En retour, nous avons eu, à un moment donné, besoin de soutien, les stocks d'équipements médicaux s'étant trouvés sous tension. Nous avons considéré cet acte de solidarité comme un acte de réciprocité.

Bien sûr, la solidarité aurait pu et aurait dû s'exprimer plus massivement. Encore faut-il en avoir les moyens. Toute l'ambition que nous portons est de pouvoir relancer une production, des réserves stratégiques, au niveau national et au niveau européen, non seulement pour nous-mêmes, mais aussi pour pouvoir faire preuve de solidarité.

Il est vrai que nous n'avons pas eu la capacité d'appuyer l'Italie à un moment donné, mais nous avons ensuite activé tous les mécanismes européens. C'est pourquoi l'avancée sanitaire dont vous parlez est au coeur de nos ambitions.

Comment y parvenir ? C'est la question que pose Yannick Vaugrenard. L'équipement médical est au nombre des secteurs que nous cherchons à développer dans le cadre de la relance, par le biais de fonds européens, nationaux, et aussi privés.

M. Vaugrenard m'interroge également sur les ressources propres. Ce débat est plus que jamais d'actualité. Des ressources propres nouvelles sont nécessaires pour générer de vrais transferts grâce à ce fonds de relance et pour que le budget européen puisse jouer un rôle dans de nombreux domaines, alors que les moyens de tous les États sont limités.

Nous soutenons la taxe sur les transactions financières, ainsi qu'un mécanisme carbone aux frontières qui puisse à la fois assurer une plus grande compétitivité des biens produits et surtout une plus grande efficacité sur le plan climatique. C'est aussi une source de financement évident pour la transition écologique et, plus largement, pour les ambitions européennes. Nous soutenons également le principe d'une taxe sur le plastique et le fait que l'Emission Trading Scheme (ETS) puisse servir de source financement.

Sur le plan de la coopération et de la coordination fiscale, la France joue un rôle moteur. Les annonces faites par Bruno Le Maire dans le cadre du PLFR à propos du fait que nous n'octroierons pas d'aides publiques aux entreprises qui ne jouent pas le jeu fiscal et qui ont des établissements dans les paradis fiscaux sont cohérentes en ce sens.

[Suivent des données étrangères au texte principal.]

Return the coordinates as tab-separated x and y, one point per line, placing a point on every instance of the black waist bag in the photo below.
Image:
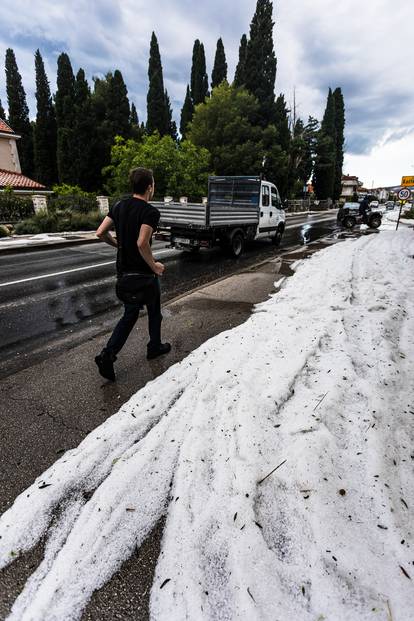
136	288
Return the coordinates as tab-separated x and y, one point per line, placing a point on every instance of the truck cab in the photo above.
272	215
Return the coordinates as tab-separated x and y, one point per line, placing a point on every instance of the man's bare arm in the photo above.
104	234
145	251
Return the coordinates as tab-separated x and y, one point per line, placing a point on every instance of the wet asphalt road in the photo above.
52	296
48	408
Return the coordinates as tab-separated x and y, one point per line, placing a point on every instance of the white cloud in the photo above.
363	47
385	164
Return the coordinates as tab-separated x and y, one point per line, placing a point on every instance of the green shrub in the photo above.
4	231
13	208
73	202
408	215
59	221
64	189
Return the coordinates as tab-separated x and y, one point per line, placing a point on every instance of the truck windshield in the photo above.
265	196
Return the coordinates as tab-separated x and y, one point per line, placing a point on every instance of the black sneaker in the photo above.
105	363
164	348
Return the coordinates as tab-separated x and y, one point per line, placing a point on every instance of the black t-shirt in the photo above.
128	216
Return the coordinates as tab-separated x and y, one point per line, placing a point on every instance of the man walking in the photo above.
135	221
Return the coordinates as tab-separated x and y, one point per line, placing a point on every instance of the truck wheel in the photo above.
237	245
375	222
276	240
348	222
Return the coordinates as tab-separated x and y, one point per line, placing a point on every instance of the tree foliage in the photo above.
45	128
19	113
325	161
260	67
187	112
219	73
199	78
157	113
240	74
179	169
65	118
339	141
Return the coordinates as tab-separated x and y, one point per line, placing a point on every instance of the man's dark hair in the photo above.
140	179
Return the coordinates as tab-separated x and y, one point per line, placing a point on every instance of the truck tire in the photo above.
348	222
277	239
375	222
236	245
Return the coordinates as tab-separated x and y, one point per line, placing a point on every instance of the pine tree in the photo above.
339	141
240	75
19	113
66	152
324	174
219	73
260	71
199	78
170	124
45	128
156	105
186	113
133	119
117	107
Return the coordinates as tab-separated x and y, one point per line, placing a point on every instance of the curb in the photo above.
48	246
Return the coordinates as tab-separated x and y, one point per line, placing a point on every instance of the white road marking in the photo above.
157	255
296	226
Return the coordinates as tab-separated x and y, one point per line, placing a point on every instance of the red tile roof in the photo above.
5	128
18	181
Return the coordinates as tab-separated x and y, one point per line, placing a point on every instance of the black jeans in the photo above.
128	320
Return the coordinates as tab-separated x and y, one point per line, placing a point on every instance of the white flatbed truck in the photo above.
237	210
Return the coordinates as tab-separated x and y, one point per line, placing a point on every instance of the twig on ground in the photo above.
274	470
319	402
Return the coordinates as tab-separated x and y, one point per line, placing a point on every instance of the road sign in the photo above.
404	194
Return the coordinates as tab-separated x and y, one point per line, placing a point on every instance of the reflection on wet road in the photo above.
43	294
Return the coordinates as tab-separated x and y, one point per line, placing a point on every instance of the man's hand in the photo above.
104	234
159	268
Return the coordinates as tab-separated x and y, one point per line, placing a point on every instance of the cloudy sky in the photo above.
364	47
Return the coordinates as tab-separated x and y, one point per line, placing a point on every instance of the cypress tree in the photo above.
281	121
261	60
65	118
199	78
156	104
117	108
240	75
219	73
45	128
339	142
88	157
170	124
324	175
65	93
133	119
186	113
19	113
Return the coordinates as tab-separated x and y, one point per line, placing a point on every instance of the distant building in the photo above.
350	187
10	171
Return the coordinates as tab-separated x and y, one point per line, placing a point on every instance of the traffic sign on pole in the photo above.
404	194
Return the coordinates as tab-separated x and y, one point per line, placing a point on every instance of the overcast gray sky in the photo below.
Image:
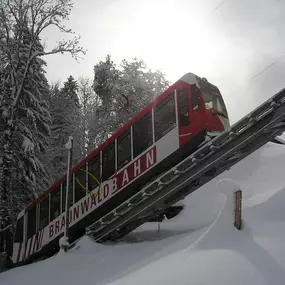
228	45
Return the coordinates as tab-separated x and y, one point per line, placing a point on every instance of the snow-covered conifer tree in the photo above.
23	115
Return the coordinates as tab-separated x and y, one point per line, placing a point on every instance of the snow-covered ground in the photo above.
199	246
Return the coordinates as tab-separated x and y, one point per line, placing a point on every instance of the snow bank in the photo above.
199	246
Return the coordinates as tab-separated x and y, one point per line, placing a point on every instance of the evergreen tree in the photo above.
24	117
124	91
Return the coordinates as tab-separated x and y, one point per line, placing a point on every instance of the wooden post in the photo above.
238	209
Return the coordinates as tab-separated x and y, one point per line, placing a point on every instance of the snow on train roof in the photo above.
189	78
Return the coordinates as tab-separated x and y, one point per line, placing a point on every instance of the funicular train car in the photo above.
163	133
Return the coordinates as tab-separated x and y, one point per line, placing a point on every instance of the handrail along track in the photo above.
247	135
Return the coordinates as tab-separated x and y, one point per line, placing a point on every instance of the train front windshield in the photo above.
212	98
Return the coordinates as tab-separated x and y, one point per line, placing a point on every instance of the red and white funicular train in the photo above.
161	135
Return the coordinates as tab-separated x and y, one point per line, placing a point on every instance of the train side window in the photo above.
164	117
55	204
183	107
80	184
94	170
108	161
63	195
142	133
32	222
196	100
19	233
44	213
124	149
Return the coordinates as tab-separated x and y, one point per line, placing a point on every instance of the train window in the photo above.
196	100
32	222
94	170
142	133
63	195
124	149
183	107
164	117
44	213
80	184
108	161
212	98
19	230
55	204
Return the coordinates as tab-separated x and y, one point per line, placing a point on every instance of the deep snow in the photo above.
199	246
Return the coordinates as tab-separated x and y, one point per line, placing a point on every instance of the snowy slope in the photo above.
200	246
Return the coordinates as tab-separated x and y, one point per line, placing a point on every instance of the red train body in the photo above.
161	135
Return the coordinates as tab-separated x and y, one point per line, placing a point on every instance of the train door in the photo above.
189	117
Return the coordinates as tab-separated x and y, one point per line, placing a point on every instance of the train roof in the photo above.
188	78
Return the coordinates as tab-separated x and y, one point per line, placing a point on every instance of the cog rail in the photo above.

Enfin, Christine Lavarde m'a demandé ce que nous allions financer avec le fonds de relance. Nous allons financer à la fois le redémarrage des secteurs les plus durement impactés, un plus large verdissement d'un certain nombre d'activités et une numérisation plus importante de certains secteurs.

Ce fonds de relance nous permettra aussi de financer des investissements qui garantiront notre compétitivité en matière de recherche et d'infrastructures, afin d'abaisser les coûts de production, mutualiser nos moyens et ainsi continuer à vendre aux Européens tout en exportant.